Sugg. Retail: $1795 (CAN)($2695 w/MC Phono)
Manufacturer: Bryston Limited
P.O. Box 2170, 677 Neal Drive
Peterborough, Ont. K9J 7Y4
(705) 742-5325 FAX 742-0882
(Reprinted from the Winter
96 Audio Ideas Guide)
Since the new BP-25 preamplifier is in many respects identical to the BP-20 (Smr 94), this will be a quite short review. The new version differs mainly in its provision of a remote control, and comes in both phono and non-phono versions. The BP-20 was originally introduced as a line stage, but can now also incorporate an internal phono stage. Both also provide an integral moving coil transformer as a further option.
In addition to inputs labelled Disc, Video, Tuner, CD, and, of course, Phono, we find a pair of balanced inputs, Bal 1, and Bal 2, making this preamp as versatile in terms of inputs as I’ve seen, and ready for a system with lots of sources. Its output options are also very complete, with a pair of parallel unbalanced outputs, and a single balanced one. The former is non-inverting in terms of polarity, while the balanced is + on pin 2.
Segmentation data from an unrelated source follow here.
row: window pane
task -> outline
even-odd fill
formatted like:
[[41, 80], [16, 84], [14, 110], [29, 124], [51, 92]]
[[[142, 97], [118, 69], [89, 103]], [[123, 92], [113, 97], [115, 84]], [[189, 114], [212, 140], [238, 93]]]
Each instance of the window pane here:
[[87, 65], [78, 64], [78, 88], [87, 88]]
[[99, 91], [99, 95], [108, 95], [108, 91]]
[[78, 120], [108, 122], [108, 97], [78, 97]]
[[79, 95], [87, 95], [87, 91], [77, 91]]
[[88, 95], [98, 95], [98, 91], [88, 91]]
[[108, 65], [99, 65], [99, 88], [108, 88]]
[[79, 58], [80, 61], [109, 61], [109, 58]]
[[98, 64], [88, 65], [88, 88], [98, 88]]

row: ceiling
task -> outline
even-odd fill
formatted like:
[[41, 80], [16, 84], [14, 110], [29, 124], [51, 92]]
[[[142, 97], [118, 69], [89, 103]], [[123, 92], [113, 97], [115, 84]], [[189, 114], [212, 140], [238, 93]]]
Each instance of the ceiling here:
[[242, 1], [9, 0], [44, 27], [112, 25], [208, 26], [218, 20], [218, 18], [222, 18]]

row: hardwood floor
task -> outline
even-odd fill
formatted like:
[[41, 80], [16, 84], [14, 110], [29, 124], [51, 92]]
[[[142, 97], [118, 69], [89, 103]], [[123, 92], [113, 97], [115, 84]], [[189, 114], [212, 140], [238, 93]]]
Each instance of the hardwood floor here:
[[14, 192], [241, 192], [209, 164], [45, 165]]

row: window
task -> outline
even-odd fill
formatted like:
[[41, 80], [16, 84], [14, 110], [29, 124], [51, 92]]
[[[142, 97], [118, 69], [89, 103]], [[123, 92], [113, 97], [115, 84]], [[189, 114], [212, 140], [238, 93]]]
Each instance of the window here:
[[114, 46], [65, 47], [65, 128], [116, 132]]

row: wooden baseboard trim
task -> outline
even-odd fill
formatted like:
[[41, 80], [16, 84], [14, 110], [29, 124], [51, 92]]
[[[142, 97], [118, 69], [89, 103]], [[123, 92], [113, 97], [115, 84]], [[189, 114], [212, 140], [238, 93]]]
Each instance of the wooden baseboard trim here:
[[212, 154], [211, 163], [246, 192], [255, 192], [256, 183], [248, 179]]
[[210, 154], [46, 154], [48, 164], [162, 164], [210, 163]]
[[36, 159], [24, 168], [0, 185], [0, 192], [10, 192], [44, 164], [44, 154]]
Normally, Bryston phono sections have inverted polarity, but here it is maintained (and recordings, LP or CD, may have random or multiple polarity because of microphone techniques, knowing which are correct, that is, pushing when the original sound wave did instead of pulling) for the same polarity as the line stage. For those who wish to experiment, the BP-25 offers a front panel absolute phase toggle switch, which is also provided as a button on the remote, so you can experiment at the listening position. I must confess that I have been on Chris Russell’s case for years on this one, since I believe that polarity is even more important in the age of CD, and some recordings simply sound more natural when you flip the switch.
The other toggles on the front panel are, at right as well, Mute, and at left, Tape/Source and Mono/Stereo. Another pet peeve I’ve had with previous Bryston preamplifiers has been the combination of the Mute and Mono functions, so that you have to crank the level way up to play something in mono. This is now history.
If the toggle count has gone up, the knobs are getting scarcer. Like the BP-20, the BP-25 has only three, Source, Balance, and Volume. I do miss the separate Record selector, which allows recording one source while listening to another.
The remote control is not one you’ll flip across the room to somebody else, since it might be construed as a hostile act. Of the same steel construction as the preamp itself, the small remote weighs almost half a pound, and has rather sharp edges; you won’t want to drop it on a coffee table, either, especially a glass one. For all its weight, however, the control functions provided are rather sparse, consisting of the aforementioned Phase, Mute, and Volume up/down. It can be assumed that remote input switching would have entailed a whole bunch of relays (especially with so many inputs, 7 in all), and driven the cost up sharply (But Audiolab manages it in a less expensive preamp; see ahead).
As a final detail, the same kind of LED as found on the amplifiers is used to show Mute and Phase Status, glowing green when both are in normal position, red when Mute is on, and yellow when phase is inverted. You don’t need to be a rocket scientist to use this preamplifier, its elegant simplicity evident to anyone.
Well, I guess this review isn’t quite as short as I thought it would be, but in commenting on the sound of the BP-25, I can simply say that it is extremely close to being a straight wire with gain, a true high end product, just like the BP-20, which has been praised in all quarters.
The addition of remote control is very nice, as long as you don’t drop it on your foot (remember the “judgin’ and coal minin’” sketch in Beyond The Fringe? “Oy didn’t ‘ave the Latin for the judgin’…oh, oy dropped a lump of coal on your foot!”). I’ve suggested to Bryston that they supply it with a Rebound remote control protector (Wtr 95) around it to avoid lawsuits, or consider a plastic housing. But somehow, I think the solid steel one actually does suit the Bryston corporate sensibility, and sense of humour.